The poet and novelist Lori A. May interviewed me for her blog — Musings, Reviews, News — this week. In the interview Lori pushed me to reveal what Bird in Hand is really about, why I’m not a hermit, why I think achieving balance is an impossible goal, and the fluky way I got started as a writer. You can read all about it here.
Baristanet, a “hyperlocal” citizen-journalism blog in northern New Jersey run by veteran journalists Debbie Galant and Liz George, featured a piece this week on the original inspiration for Bird in Hand, which used to be called Four Way Stop.
Here’s the story — part of it, anyway — of the title change:
When my husband and I moved to Montclair after years of living on the Upper West Side, one of our first purchases was a minivan. I hadn’t driven in years, much less an unwieldy, seven-seat bus, and I was filled with anxiety. Traffic can be fast and unforgiving; caught in the maze of unfamiliar roads, I was constantly losing my bearings. My children’s lives were in my hands – my white-knuckled hands, that is, gripping the steering wheel.
This quiet terror propelled me into writing my new novel, which was called, until recently, Four Way Stop. Four-way stops had always struck me as quaint, something you might find out in farm country, but I began to see them all over the place in New Jersey. (In fact, Montclair recently installed them near many schools.) As traffic situations go, they strike me as oddly ambiguous: they require not only manners and mutual respect to work as they must, but a basic knowledge of the rules. What happens when someone doesn’t understand – or follow – the rules?

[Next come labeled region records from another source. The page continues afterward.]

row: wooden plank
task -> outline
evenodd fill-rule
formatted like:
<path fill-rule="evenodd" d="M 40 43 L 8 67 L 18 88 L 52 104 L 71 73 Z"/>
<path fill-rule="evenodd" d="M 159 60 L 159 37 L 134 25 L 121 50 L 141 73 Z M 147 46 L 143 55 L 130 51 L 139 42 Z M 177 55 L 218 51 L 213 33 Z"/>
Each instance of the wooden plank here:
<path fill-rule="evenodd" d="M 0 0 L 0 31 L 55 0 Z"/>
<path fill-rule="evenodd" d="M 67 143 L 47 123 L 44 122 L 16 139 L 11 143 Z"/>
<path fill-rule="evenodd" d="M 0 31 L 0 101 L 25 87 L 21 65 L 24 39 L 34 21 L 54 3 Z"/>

In my novel the central character, Alison, gets into an accident at a four-way stop in which a child dies. This accident changes the (interconnected) lives of four people. Somewhere along the way I realized that I was writing this book as a way of exploring my deepest fears around this subject – and that those fears were too close. I put the manuscript in a drawer and only came back to it after several years, when my children were older and my worries had subsided. (For one thing, I’d become a fairly competent driver.) And I broadened the scope of the novel: the accident became a catalyst for the larger story rather than the story itself. As the book took shape, I replaced the title with one that better fit the emerging story: Bird in Hand. I’d come to terms with the four-way stop. It was time to move on.
As someone who loves to read other people’s personal essays but has a hard time being so candid herself, I am kind of proud of myself for writing an honest piece for SHE WRITES, a new social networking site for writers, on the long journey to publication for Bird in Hand. SHE WRITES is a place where, as founding editor Kamy Wicoff explains, “women writers working in every genre — in every part of the world and of all ages and backgrounds — can come together in a space of mutual support.”
Publication Day, I’ve learned over the years, is an elusive concept. You imagine that something momentous will happen — after all, the date has been printed in catalogs and announced on amazon.com; it seems significant. You think of other important events in your life: college graduation, your wedding day, the birth of your first child. Things actually happened on those days. You were awarded an official degree in front of several thousand people, you suddenly found yourself yoked for life to another person, you loosed a new human on the earth.
So what do you expect for pub day? Oh, not much. Maybe just some triumphal music, mortarboards tossed in the air, a parade with marching bands, a few fireworks.
A novel appears in hardcover about a month before the pub date. It sits in boxes in your publicist’s office before making its way, with a pitch letter tucked under its flap like a schoolboy with a note in his pocket, to reviewers and others who will, you hope, help it on its way. So pub date is kind of irrelevant. Except in the ways that it isn’t. For example, glossy monthly magazines will review books in September if the pub date is after August 10th. Amazon calls any book bought before pub date a “pre-order,” and it’s not immediately available. Bookstores usually put it on shelves (or, if you’re lucky, on tables) on the official day.
But none of that has much to do with the author. I’ve come to understand that pub day is a rough marker, a general concept. And I’ve learned to view the day as a time to reflect on my own journey in publishing a book. It may not be a warm bundle in my arms, but the weight of my book in my hand, with its smooth pages and pulpy scent, makes me swoon all the same.
For years I’ve been a fan from afar of the novelist and book reviewer Caroline Leavitt. So it was an honor when she requested a review copy of Bird in Hand from my publisher, read it immediately, and asked me to do a pre-publication interview. She posted the interview today on her blog, CarolineLeavittville.